Other operators: isequal(x,y), isfinite(x), isinf(x), and isnan(x).

Chaining comparisons: comparisons can be arbitrarily chained such as

> 1 < 2 <= 2 < 3 == 3 > 2 >= 1 == 1 < 3 != 5

Operator Precedence and Associativity. here

Finally, applying functions to vectorized form. Julia provides a comprehensive collection of mathematical functions and operators. These mathematical operations are defined over as broad a class of numerical values as permit sensible definitions, including integers, floating-point numbers, rationals, and complex numbers, wherever such definitions make sense. Moreover, these functions (like any Julia function) can be applied in “vectorized” fashion to arrays and other collections with the dot syntax f.(A), e.g. sin.(A) will compute the sine of each element of an array A.

Numerical Conversions

  1. T(x) or convert(T,x).
  2. x % T
  3. round(Int,x) here are all the rounding functions. And some division functions here. And some power, logs, and roots functions here.

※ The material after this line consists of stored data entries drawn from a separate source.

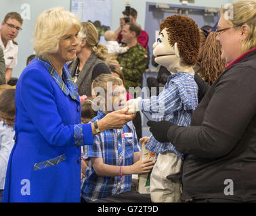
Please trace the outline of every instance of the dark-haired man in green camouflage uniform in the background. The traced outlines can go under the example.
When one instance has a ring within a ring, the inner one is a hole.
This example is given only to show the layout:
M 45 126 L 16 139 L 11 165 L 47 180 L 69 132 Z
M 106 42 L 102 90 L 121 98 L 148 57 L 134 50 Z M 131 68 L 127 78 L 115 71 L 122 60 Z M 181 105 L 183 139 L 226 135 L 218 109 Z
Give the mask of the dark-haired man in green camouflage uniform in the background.
M 127 88 L 142 85 L 142 74 L 148 68 L 148 51 L 137 43 L 141 28 L 134 22 L 128 22 L 123 26 L 122 36 L 129 50 L 117 57 L 125 76 Z

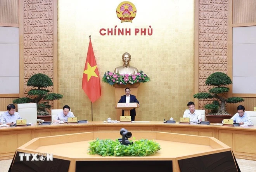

All objects but no classes

Type System, classes in Julia

Abstract Type
Concrete Type
    |-- Mutable Type
    |-- Immutable Type

Declarance:

abstract type AbstractType end

struct ImmuatbleType <: AbstractType
end

mutable struct MutableType <: AbstractType
end

All subtypes of an abstract type will build a tree in which the concrete types are always the leaf nodes. Multiple inheritance is not allowed in Julia to rigorously maintain the tree structure.